I’m not going to try to address the comments individually, especially the ones from the guys who, amusingly, wrote lengthy diatribes explaining to me just what ESBs are, what they’re supposed to do, and why they’re beneficial. Yes, guys, I get all that. Perhaps you should go back and read some of my publications from 3, or 4, or 5 years ago? Funny how I don’t recall any of you being around back then, when I felt more positive about ESBs (hint, it was before that term was coined) and I was blogging and writing to that effect.

Arguing this issue on technical merits is rather pointless. One of the best comments in this thread was from Dan Hatfield:

Honestly, I see the ESB as primarily a political thing. It allows for a greater degree of control on delivered solutions. In large companies, we don’t often do architecture – we do politecture…The politics drive the architecture. Not the way it should be…but that’s the way it is.

So true, so true. Another non-technical way to look at it is from the viewpoint of Clayton Christensen’s classic book, The Innovator’s Dilemma. For quite a few years now, we’ve seen a series of sustaining innovations in the “object/service RPC” line of descent originally popularized by CORBA and COM, both of which built on earlier RPC, distributed object, and TP monitor technologies. RMI, EJB, SOAP, WS-*, and ESB are all offspring in that line, and there are surely more to come. I feel that REST, on the other hand, fits the definition of a disruptive innovation perfectly (and if you’re too lazy to read the book, then please at least follow the link, otherwise you won’t understand this at all). The proponents of the sustaining technologies look at REST and say, “well it can’t solve this and it can’t solve that” and voice numerous other complaints about it, precisely as Christensen predicts they would. But Chistensen also explains why, at the end of the day, any real or perceived technical shortcomings simply don’t matter (and in this case, they’re mostly perceived, not real). HTTP-based REST approaches have a lower barrier to entry and are less complex than anything the sustaining technologies have to offer, and REST is disrupting them, whether all the smart folks pushing ESBs like it or not. It’s not a technical issue, and there’s no amount of technology the non-REST tribe can throw at it to stop it because it’s based on how markets work, not on the technical specifics.
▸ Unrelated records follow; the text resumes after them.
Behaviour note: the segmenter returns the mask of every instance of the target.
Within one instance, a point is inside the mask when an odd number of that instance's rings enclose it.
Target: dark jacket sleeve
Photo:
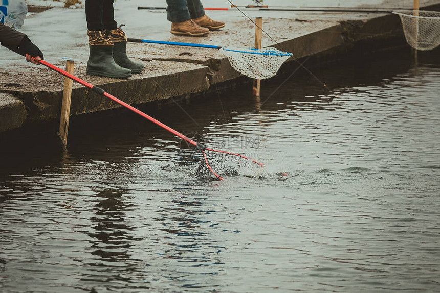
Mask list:
[[[0,23],[0,43],[2,46],[18,53],[20,46],[30,41],[25,34]]]

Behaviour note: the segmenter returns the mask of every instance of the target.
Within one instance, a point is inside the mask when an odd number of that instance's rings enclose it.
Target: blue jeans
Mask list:
[[[200,0],[166,0],[167,19],[171,22],[182,22],[205,15]]]

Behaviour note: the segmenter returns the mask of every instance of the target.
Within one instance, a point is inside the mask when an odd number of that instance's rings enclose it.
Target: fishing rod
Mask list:
[[[130,110],[142,117],[146,118],[158,126],[169,131],[176,136],[178,136],[181,139],[186,141],[189,144],[194,146],[195,150],[202,153],[203,157],[197,171],[196,172],[196,175],[197,175],[203,176],[206,178],[223,180],[224,178],[221,176],[221,173],[223,172],[225,174],[230,174],[228,172],[231,172],[231,170],[233,170],[232,168],[233,166],[231,166],[230,164],[227,163],[231,160],[231,158],[233,158],[235,160],[243,159],[244,161],[241,162],[241,163],[244,163],[245,165],[247,164],[248,166],[250,165],[250,163],[249,163],[249,162],[252,162],[256,166],[263,166],[263,164],[261,163],[259,163],[256,161],[247,158],[247,157],[240,155],[239,154],[236,154],[231,152],[221,151],[208,148],[200,142],[195,141],[177,130],[173,129],[171,127],[164,124],[158,120],[155,119],[147,114],[145,114],[141,110],[136,109],[130,105],[129,105],[125,102],[123,102],[117,97],[110,94],[102,88],[90,84],[86,81],[83,80],[73,75],[70,74],[67,71],[65,71],[44,60],[39,60],[34,57],[32,57],[32,58],[37,62],[37,64],[41,64],[49,69],[53,70],[58,73],[63,75],[65,77],[90,88],[98,94],[111,99],[119,105]],[[240,165],[240,163],[237,163],[237,167]],[[215,167],[214,167],[214,166]],[[214,169],[215,169],[214,170]]]
[[[234,6],[232,6],[231,7],[234,7]],[[247,5],[246,6],[243,7],[246,8],[267,8],[269,7],[268,5]],[[146,9],[148,10],[165,10],[166,9],[166,7],[138,6],[138,10],[141,9]],[[235,9],[231,9],[230,8],[223,7],[207,7],[204,8],[204,9],[205,10],[235,10]]]
[[[304,11],[314,12],[355,12],[360,13],[392,13],[393,10],[386,9],[360,9],[359,8],[260,8],[261,11]]]

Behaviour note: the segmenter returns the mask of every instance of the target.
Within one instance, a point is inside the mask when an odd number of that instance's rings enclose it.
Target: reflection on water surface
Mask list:
[[[314,69],[331,93],[298,72],[259,102],[180,102],[193,120],[146,106],[252,153],[257,178],[194,178],[178,140],[130,113],[74,119],[65,155],[3,164],[2,291],[438,291],[440,60],[420,57]]]

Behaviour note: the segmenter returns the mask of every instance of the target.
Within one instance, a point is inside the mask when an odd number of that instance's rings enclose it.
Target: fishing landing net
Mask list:
[[[275,75],[281,65],[293,56],[273,47],[262,49],[221,48],[219,52],[228,57],[237,71],[251,78],[265,79]]]
[[[225,176],[251,176],[262,164],[238,154],[206,148],[200,150],[203,155],[195,172],[198,177],[205,179],[223,179]]]
[[[440,45],[440,12],[422,10],[393,11],[400,16],[406,41],[417,50]]]

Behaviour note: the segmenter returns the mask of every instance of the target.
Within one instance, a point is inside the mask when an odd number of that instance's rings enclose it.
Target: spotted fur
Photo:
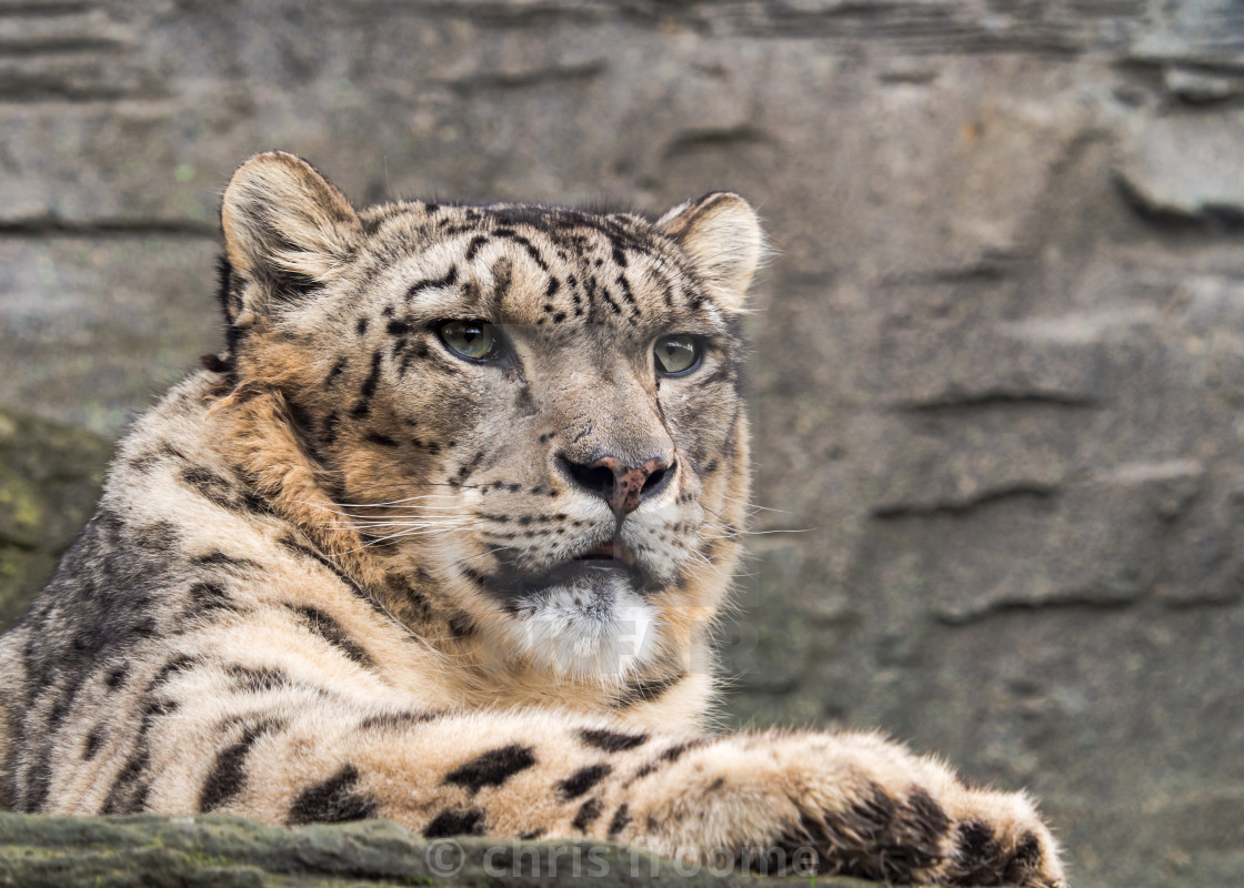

At the end of the day, if you don’t think REST is viable or you don’t like dynamic languages, then don’t use them. It just means that you’re at a different point than I am on the Technology Adoption Lifecycle curve. Like I already said in my first follow-up, I’m not in that business anymore, so it doesn’t matter to me at all. I’ll just keep using what I know to be generally superior to all the other approaches I’ve worked on over the years.